Let's be clear about our language here. We will just run in circles if we don't. I am using the word science to mean an empirical, data driven system of observation, hypothesis formulation, measurement of variables, and conclusions.

The problem with the gnostic nursing theories is that the "variables" in which they deal are not measurable. (Like... human spirit, aura, holisitic connections with nature and between nurse and patient, and so on.) It is in this sense that these theorists FLEE FROM REASON and take our profession with them.

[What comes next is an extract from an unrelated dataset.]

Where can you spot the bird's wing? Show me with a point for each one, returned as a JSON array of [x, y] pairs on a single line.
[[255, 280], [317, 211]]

You say they are not trying to establish a religion. Well, maybe not in the magisterial sense of that word. But, if you have ever studied comparative religions, you would know beyond doubt, that their dogmas are, in fact, religious. Pick up a book on the history of Western thought and look up the Greek Mystery religions. You'll find a picture of Jean Watson. OK... I was kidding about the picture thing. But Watson and Rogers are in deed and in fact, promoting a religious doctrine.

Hey Y'all

I dunno much about the Nursing Theorists. But I've met a few "professional" nurses and mostly didn't think they added much. Put me down as someone who happily does his "JOB".

Capital P "Professionals" make me think of the old joke about the guy who everyone knew drank way too much. Someone asked him if he was an alcoholic. "Heck no!!" he said, "Too many meetings to go to! I'm just happy being a drunk." Those "Professional" with their meetings and plans just give me a severe flare-up of my hemorrhoids.